Two beers arrived on the table in front of us.
“What the fuck is there to talk about?” Dylan hissed at me and then he took a swig of the beer.
“School for one thing,” I said.
“Fuck school. You heard what he said. You’re not going to need school, we’re on our way. This is what we’ve always wanted.”
“This is what you’ve always wanted,” I said.
Dylan slumped in his seat in front of me. “What?”
“You heard me.”
“Don’t fucking pike on me now. What have you been doing writing all that amazing material if you didn’t want to do this?”
“I never expected it would go anywhere. I mean, I’ve got exams in six weeks.”
“Fuck exams! We’ll be on the road. Touring. It’s a dream come true.” Dylan was beginning to sound desperate.
Was it his dream? Had I just been tagging along all this time?
“Look, mate,” Dylan said as he leaned forward, trying to press home to me the gravity of the situation. “It’s not just me you’ll be letting down if you don’t do this, it’s the other two guys. We said last night that all we needed was a great drummer and bass player and Calvin’s offering us them. You know how many bands he’s broken from The Globe.”

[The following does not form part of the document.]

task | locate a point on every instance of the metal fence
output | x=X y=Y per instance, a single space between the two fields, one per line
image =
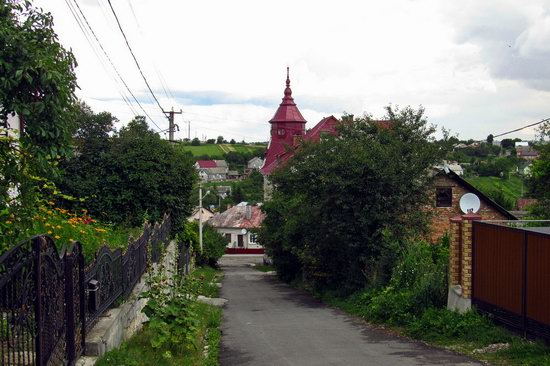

“I know,” I moaned and I dropped my forehead on the table. The wood felt cool against the heat of my flesh. “What if I’m not up to this?”
“You’re fucking up to it, mate.” Dylan said. “The crowd last night, they went wild. That’s just a tiny taste of what we have in our future.”
“This is going to fuck my parents off,” I said.
“You’re an adult,” Dylan reminded me, “you can do what the hell you want and they can’t stop you.”
I lifted my head up off the table. “You should have done that legal degree,” Marty said. “You’ve got a pretty compelling argument.”
“You’ll do it?” The excitement in Dylan’s eyes was enough to propel me over the edge.
“Yeah, I’ll do it.” I just wished I could find the same kind of enthusiasm for this endeavour that Dylan found. Maybe his fervour would be contagious, but I couldn’t help feeling that I was stepping way out of my comfort zone on this one.